À mesure que la population mondiale de septuagénaires, octogénaires, nonagénaires et centenaires augmente, ces problèmes ne feront que s'aggraver. La prochaine génération d'adjuvants, qui promet de rendre les vaccins modernes encore plus efficaces, est arrivée.

L'un des candidats est la protéine flagelline. On la trouve dans des bactéries telles que la salmonelle, qui l'utilisent dans leur queue, ou flagelle, pour se propulser. Parfois, elle est produite en détachant la queue des bactéries - bien que plus récemment, il soit devenu courant de la cultiver dans des cellules génétiquement modifiées.

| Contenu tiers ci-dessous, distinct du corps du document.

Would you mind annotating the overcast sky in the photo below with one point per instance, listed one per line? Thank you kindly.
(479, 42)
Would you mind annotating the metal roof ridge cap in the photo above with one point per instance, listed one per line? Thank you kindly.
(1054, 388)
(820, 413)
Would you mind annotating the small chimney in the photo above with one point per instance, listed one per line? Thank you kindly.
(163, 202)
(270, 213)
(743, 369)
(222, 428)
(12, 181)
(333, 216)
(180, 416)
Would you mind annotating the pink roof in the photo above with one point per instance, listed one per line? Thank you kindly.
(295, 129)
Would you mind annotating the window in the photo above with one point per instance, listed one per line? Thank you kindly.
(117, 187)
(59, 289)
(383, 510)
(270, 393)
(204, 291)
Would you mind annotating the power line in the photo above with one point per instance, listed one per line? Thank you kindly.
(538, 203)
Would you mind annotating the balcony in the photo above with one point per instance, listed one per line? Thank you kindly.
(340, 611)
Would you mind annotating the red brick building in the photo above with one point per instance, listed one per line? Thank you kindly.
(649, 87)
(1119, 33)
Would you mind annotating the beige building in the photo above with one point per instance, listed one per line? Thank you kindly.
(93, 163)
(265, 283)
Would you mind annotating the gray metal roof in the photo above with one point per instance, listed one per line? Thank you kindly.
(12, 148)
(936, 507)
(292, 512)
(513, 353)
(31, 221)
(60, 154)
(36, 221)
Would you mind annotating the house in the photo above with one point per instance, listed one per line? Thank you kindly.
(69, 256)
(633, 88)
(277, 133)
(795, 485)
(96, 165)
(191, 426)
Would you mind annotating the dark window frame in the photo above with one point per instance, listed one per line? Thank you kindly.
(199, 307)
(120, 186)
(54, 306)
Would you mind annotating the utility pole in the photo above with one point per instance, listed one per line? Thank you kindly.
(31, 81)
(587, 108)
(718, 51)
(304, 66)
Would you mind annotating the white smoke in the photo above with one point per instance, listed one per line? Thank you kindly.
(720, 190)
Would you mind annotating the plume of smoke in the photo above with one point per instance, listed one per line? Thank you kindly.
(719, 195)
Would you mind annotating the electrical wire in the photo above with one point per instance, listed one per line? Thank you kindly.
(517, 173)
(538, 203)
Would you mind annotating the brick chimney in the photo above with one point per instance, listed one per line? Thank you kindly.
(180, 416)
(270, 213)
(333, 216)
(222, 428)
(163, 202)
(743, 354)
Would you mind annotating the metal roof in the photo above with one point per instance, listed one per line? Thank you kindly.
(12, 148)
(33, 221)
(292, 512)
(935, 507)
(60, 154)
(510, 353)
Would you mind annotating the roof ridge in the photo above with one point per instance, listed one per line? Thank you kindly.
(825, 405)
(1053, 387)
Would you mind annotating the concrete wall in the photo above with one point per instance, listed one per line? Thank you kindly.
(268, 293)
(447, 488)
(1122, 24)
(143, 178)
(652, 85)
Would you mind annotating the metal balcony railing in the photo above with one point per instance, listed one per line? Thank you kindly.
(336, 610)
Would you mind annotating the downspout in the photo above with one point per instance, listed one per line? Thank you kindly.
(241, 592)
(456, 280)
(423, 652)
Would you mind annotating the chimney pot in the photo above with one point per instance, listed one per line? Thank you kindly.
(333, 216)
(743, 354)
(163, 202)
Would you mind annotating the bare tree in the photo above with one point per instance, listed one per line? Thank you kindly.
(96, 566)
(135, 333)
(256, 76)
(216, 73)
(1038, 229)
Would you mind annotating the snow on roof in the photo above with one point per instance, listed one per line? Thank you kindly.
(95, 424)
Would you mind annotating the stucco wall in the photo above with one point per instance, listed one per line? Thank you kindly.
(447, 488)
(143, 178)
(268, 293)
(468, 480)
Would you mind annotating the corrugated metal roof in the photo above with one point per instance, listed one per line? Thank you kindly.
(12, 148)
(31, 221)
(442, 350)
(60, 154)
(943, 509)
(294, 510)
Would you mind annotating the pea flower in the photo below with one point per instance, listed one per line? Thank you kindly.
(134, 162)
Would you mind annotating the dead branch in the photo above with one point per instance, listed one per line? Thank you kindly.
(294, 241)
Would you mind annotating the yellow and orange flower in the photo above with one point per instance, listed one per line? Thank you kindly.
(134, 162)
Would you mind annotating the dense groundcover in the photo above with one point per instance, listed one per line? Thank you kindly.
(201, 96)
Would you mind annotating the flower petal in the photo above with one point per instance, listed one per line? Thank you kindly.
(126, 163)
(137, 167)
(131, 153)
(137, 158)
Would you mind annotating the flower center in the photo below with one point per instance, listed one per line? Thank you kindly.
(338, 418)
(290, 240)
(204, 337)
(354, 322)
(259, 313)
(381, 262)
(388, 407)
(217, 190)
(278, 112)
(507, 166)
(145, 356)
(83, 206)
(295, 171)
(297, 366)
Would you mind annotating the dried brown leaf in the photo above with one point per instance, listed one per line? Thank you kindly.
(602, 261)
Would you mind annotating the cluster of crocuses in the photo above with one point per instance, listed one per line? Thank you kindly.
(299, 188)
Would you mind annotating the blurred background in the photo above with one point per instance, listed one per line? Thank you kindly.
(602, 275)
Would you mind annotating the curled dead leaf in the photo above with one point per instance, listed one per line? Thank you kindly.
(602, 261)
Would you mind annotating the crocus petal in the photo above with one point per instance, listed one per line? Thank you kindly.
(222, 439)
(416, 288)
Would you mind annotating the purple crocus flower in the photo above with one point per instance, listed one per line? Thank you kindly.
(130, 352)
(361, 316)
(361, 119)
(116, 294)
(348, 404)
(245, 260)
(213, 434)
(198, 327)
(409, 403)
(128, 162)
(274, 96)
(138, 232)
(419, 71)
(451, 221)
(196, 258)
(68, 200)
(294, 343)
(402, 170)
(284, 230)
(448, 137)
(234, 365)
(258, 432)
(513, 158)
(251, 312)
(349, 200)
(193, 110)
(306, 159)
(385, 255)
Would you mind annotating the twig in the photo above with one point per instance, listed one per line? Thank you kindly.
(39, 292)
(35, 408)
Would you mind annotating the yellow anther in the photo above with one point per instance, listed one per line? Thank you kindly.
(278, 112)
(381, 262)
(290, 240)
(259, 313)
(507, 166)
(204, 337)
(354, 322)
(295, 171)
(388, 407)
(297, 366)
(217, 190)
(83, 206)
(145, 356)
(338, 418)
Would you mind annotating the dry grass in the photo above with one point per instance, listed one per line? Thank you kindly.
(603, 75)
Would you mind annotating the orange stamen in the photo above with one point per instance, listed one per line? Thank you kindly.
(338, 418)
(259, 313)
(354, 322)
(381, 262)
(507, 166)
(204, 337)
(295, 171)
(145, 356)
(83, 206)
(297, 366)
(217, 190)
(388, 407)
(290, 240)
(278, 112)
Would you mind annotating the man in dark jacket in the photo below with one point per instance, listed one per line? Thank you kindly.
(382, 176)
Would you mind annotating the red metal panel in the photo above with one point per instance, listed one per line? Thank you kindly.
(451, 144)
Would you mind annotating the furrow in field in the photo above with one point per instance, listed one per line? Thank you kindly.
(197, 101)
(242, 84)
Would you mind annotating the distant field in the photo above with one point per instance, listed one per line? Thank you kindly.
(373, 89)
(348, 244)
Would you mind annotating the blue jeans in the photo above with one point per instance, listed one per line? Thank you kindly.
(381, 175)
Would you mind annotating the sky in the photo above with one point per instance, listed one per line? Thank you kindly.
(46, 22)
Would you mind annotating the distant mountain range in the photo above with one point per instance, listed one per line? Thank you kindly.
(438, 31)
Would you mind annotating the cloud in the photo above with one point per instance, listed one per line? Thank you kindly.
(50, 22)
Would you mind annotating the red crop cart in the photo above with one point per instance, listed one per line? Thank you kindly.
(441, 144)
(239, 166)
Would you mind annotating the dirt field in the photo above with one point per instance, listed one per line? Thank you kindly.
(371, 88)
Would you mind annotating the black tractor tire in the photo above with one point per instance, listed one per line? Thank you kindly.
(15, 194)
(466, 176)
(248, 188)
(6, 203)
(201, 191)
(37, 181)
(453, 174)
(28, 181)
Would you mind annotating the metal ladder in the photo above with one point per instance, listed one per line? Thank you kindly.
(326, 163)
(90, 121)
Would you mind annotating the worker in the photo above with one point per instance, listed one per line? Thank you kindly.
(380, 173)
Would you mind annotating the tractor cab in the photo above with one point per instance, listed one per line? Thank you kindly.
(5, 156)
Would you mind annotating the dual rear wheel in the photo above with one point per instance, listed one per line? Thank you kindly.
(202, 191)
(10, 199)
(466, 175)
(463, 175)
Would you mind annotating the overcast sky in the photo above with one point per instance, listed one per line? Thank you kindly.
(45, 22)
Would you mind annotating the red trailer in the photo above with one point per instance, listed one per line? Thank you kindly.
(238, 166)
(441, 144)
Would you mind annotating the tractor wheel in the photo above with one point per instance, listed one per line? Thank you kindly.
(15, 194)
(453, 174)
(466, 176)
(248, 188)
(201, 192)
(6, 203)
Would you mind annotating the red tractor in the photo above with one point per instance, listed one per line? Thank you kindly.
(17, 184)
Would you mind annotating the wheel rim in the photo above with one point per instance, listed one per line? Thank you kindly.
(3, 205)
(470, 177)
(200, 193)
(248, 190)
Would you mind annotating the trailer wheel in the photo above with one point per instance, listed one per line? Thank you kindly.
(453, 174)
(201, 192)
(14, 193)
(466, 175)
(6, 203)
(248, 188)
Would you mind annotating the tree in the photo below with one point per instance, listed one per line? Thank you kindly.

Les vaccins pourraient être fabriqués en utilisant des parties de bactéries telles que la salmonelle
Les vaccins pourraient être fabriqués en utilisant des parties de bactéries telles que la salmonelle

La flagelline n'est pas encore autorisée dans un vaccin humain, mais des essais ont montré des résultats prometteurs.

Lors d'une infection naturelle par une bactérie, la protéine se lie à des récepteurs à la surface des cellules immunitaires. Cela agit comme un signal de danger et les encourage à dire aux autres cellules immunitaires d'affluer sur le site, ce qui entraîne une réponse protectrice. En théorie, c'est également ce qui se produit lorsqu'elle est incluse dans les vaccins. Comme pour les autres adjuvants, il attire l'attention du système immunitaire, afin que le vaccin puisse faire son travail.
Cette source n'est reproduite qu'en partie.